Do you think Yann LeCun ((edited: apologies for the misspelling, thanks to RK for pointing it out)) or Joscha Bach or others who think alignment work is pointless would agree with you?
I was trying to write something that might pass their ITT, and that of many people who nod along with them.
I don’t know these people, and little of them save that Yann LeCun spells his name that way and pooh-poohs the very idea of even “ordinary” dangers from AI, comparing the six-month pause to a six-month pause on the invention of printing or fire. These people, or at least Yann LeCun, foresee business as usual during alterations.
If you want to compare them to fools of God drunk on their blind faith that how bad could it be ha ha ha ha ha ha bonk, well, I can’t say you’re wrong, but I don’t know what they would say.
Eliezer foresees DOOM.
I don’t think the intermediate position of a six-month pause makes any sense. It’s going to be either business as usual or DOOM, and no-one has said except in terms of applause lights what is supposed to happen in that six months. I find it telling that as far as I have seen, no-one engages with Eliezer’s arguments, but they resort to name-calling instead. Just look at recent postings on LessWrong on the subject and weep that the Sequences were written in vain.
… I don’t think it’s true that no one engages with Yud’s arguments at all?
Quintin Pope does here, for instance, and Yud basically just doesn’t respond, to a rounding error.

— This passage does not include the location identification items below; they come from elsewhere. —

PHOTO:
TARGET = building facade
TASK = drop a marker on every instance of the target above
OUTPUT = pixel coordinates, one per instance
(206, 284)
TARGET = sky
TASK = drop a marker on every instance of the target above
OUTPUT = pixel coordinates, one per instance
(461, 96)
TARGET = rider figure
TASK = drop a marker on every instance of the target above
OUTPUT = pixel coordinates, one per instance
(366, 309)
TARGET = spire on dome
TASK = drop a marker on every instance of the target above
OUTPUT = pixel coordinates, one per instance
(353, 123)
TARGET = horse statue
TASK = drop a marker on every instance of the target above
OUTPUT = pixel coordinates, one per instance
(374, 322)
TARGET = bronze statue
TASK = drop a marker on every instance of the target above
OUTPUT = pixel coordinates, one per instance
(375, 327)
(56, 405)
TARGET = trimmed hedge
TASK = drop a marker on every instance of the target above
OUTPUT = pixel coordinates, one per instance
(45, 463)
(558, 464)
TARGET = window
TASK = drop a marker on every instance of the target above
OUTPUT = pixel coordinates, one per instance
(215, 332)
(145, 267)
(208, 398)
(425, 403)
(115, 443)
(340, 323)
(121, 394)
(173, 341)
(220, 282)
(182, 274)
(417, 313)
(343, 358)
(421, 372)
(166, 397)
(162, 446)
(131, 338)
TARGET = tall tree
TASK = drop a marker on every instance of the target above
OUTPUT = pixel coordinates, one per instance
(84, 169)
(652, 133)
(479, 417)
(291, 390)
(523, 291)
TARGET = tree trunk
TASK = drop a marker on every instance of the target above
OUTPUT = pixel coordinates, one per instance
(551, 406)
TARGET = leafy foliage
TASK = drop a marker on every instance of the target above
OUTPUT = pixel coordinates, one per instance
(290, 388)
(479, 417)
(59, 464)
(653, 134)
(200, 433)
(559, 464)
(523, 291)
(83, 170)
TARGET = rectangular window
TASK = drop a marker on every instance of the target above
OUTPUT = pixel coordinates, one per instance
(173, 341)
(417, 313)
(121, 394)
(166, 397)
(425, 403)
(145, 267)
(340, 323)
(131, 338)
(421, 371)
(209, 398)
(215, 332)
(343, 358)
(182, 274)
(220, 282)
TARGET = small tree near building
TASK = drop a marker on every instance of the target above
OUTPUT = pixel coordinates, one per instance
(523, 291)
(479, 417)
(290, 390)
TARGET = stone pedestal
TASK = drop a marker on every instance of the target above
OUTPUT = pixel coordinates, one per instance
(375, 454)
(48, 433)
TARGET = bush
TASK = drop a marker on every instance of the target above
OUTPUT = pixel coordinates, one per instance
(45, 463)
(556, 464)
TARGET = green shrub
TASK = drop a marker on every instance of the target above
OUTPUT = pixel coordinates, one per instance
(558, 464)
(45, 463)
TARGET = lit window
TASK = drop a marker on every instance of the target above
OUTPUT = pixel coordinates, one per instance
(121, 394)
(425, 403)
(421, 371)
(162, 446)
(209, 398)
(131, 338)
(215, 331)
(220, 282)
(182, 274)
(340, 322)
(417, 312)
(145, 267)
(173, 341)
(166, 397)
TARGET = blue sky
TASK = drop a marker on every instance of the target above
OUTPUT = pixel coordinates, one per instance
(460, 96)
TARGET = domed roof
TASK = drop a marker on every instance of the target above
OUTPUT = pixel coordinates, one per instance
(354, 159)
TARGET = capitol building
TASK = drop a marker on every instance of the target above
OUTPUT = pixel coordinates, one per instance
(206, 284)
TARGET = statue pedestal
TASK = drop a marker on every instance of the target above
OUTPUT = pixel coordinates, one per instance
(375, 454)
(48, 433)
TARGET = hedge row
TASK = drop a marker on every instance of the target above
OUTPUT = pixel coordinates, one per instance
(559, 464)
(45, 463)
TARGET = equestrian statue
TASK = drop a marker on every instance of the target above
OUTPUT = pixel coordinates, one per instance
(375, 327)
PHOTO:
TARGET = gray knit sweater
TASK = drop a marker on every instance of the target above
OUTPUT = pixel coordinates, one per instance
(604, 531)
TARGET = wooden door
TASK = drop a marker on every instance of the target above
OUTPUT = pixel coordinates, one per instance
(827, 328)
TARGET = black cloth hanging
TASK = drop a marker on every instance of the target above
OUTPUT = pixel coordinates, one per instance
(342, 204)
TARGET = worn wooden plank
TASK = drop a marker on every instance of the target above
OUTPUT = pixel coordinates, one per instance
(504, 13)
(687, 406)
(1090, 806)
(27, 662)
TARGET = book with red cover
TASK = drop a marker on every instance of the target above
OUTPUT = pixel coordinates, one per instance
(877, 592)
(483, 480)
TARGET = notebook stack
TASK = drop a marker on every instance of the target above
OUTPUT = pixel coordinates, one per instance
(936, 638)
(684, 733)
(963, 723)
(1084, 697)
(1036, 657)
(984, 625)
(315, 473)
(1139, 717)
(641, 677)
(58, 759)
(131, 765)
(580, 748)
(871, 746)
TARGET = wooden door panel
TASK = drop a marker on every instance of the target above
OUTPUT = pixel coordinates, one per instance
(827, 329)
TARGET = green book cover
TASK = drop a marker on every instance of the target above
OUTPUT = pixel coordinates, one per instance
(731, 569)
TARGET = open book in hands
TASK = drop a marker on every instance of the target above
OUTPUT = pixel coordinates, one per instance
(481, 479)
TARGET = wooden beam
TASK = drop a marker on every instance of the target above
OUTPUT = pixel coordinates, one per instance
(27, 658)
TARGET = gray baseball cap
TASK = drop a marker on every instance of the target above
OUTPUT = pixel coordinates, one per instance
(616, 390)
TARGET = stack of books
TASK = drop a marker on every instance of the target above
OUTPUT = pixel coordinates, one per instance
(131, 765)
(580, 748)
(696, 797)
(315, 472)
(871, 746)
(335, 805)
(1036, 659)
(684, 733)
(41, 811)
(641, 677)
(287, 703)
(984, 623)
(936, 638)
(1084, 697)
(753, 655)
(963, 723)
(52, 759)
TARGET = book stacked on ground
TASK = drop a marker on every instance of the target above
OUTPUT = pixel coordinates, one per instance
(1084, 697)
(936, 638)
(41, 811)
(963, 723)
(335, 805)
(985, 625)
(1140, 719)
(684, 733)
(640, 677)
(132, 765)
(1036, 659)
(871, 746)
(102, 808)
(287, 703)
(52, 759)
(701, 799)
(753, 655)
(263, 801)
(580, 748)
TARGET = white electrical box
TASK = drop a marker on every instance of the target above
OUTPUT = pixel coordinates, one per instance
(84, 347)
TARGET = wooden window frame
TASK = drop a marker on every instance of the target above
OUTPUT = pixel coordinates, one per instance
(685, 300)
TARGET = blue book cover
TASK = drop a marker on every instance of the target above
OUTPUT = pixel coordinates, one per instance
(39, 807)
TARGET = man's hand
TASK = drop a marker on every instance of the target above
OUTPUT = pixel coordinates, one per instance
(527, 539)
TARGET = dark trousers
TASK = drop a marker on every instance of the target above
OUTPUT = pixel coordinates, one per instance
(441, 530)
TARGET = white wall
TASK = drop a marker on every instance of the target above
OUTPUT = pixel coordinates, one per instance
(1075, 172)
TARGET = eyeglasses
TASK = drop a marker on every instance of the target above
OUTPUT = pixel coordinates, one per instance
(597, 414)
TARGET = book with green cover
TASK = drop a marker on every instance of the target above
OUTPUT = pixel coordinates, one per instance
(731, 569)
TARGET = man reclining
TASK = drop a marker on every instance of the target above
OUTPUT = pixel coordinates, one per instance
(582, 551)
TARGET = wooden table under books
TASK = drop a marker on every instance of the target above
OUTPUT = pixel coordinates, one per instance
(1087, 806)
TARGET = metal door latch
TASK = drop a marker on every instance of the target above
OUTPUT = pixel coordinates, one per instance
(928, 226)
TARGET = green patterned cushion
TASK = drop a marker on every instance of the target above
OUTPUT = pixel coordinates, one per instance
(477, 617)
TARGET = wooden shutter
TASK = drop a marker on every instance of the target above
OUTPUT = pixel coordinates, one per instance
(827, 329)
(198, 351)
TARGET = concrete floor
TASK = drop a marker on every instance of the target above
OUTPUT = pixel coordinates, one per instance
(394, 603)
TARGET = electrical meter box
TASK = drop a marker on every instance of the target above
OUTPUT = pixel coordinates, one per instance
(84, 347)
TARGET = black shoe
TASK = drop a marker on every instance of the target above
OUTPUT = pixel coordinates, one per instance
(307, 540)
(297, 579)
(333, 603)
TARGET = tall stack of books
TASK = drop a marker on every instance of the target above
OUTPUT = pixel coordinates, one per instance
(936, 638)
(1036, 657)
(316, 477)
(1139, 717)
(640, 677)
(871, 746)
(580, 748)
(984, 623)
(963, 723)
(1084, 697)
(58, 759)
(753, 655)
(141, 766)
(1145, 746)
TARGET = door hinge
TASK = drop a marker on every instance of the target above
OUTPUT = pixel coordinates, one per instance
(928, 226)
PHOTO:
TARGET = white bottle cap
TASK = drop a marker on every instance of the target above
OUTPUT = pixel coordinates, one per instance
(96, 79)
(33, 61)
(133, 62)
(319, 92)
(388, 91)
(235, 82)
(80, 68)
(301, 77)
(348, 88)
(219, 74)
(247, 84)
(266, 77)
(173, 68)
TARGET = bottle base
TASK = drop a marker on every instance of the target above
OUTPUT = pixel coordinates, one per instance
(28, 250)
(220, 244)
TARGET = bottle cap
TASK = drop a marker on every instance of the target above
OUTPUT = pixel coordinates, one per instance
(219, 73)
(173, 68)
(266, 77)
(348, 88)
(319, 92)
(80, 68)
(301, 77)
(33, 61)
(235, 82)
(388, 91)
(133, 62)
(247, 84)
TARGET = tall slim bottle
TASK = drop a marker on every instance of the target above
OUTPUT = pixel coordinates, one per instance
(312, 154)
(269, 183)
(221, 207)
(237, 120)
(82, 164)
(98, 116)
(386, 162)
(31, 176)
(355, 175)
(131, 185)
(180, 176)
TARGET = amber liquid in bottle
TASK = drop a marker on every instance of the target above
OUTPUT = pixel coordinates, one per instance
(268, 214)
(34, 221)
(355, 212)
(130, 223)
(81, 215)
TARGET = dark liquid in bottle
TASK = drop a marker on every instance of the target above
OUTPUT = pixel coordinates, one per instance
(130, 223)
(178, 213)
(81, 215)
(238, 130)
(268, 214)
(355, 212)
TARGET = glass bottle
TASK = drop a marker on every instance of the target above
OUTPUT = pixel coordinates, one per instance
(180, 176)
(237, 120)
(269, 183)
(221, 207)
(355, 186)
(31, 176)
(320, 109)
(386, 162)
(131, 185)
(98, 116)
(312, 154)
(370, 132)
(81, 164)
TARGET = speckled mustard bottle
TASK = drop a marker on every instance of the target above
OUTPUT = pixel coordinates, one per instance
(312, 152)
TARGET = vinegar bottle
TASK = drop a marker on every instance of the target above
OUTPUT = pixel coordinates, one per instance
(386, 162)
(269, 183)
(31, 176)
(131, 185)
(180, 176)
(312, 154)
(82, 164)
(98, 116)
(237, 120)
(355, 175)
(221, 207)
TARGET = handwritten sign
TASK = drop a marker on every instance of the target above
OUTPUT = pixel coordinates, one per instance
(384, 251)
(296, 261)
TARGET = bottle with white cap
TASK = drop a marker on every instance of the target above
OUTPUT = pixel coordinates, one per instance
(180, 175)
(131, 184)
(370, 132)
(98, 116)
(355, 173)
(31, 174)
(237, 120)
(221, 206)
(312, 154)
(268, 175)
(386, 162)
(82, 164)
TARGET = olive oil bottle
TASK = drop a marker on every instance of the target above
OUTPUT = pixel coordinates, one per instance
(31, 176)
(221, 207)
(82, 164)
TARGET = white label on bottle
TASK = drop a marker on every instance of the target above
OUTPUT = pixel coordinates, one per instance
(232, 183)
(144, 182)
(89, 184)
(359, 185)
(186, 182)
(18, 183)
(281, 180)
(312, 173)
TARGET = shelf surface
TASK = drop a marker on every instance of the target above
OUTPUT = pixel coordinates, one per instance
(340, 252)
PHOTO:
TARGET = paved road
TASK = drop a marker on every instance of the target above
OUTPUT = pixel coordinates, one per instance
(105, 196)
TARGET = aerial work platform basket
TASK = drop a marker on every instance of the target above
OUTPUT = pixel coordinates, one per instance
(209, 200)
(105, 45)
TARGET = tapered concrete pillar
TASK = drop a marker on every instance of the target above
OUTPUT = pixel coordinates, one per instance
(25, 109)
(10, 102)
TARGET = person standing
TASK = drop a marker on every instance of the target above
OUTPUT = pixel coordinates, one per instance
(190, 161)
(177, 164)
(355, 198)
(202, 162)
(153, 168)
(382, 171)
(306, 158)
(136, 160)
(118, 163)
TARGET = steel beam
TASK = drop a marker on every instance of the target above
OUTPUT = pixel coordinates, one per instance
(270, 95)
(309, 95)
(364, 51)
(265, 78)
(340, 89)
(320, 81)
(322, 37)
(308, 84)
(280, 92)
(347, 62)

I also don’t think his arguments are well articulated to-be-able-to-be responded to. They lack epistemic legibility quite badly, as is evident from the MIRI dialogues where people try really hard to engage with them and often just fail to manage to make different predictions.
Quentin’s claims seem to rely on something like “common sense humanism” but I don’t see a process connected to the discussion that will reliably cause common sense humanism to be the only possible outcome.
Metaphorically: There is a difference between someone explaining how easy it is to ride a bike vs someone explaining how much it costs to mine and refine metal with adequate tensile strength for a bicycle seatpost that will make it safe for overweight men to also ride the bike, not just kids.
A lot of the nuanced and detailed claims in Quentin’s post might be true, but he did NOT explain (1) how he was going get funding to make a “shard-aligned AGI” on a reasonable time frame, or (2) how he would execute adequately if he did get funding and definitely not make an error and let something out of the lab that isn’t good for the world, and (3) also would go fast enough that no other lab would make the errors he thinks he would not make before he gets results that could “make the errors of other labs irrelevant to the future of the world”.
I grant that I didn’t read very thoroughly. Did you see a funding component and treaty system in his plan that I missed?
I don’t think Quintin’s claims are of the kind where he needs to propose a funding component / treaty system.
They’re of the kind where he thinks the representations ML systems learn, and the shards of behavior they acquire, make it just not super inevitable for malign optimizers to come into existence, given that the humans training models don’t want to produce malign optimizers. Or, i.e., Bensinger’s intuition about a gravitational well of optimization out there indifferent to human values is just plain wrong, at least as applied to actual minds we are likely to make.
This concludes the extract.